C’est une situation rare, sinon inédite : EADS et fa filiale Airbus accueillent cette semaine de nouveaux présidents exécutifs, Thomas Enders et Fabrice Brégier, le plus tranquillement du monde. Une succession soigneusement préparée de longue date, en douceur, sans interférences politiques, et qui fait intervenir de hauts dirigeants déjà en place. Thomas Enders (notre illustration) dirigeait Airbus, Fabrice Brégier en était le directeur général délégué («chief operating officer» dans l’organigramme inexplicablement rédigé en américain).

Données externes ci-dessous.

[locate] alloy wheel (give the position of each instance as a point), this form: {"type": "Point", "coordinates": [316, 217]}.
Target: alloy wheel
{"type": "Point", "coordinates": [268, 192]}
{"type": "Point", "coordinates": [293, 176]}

Ce mouvement au sommet, faut-il le rappeler, est lié au départ en retraite de Louis Gallois. Ce dernier, au-delà de ses grandes compétences unanimement reconnues, aura été l’homme de l’apaisement, des bons compromis, du maintien des liens très forts qui unissent la France et l’Allemagne. Des relations aéronautiques patiemment construites au fil des décennies, bâties et renforcées dès l’époque désormais lointaine du duo de Gaulle/Adenauer.
Certes, des incidents industriels n’ont pu être évités (le démarrage chaotique de la production de l’A380), pas plus que de dangereux dérapages (le sauvetage in extremis de l’A400M) ou encore des échecs échappant au contrôle de Paris et Berlin (le rejet de l’A330 ravitailleur en vol par le Pentagone). Mais il s’agit là, sans plus, des problèmes qui rythment la vie d’un groupe important, numéro 1 européen de l’aéronautique et de la Défense.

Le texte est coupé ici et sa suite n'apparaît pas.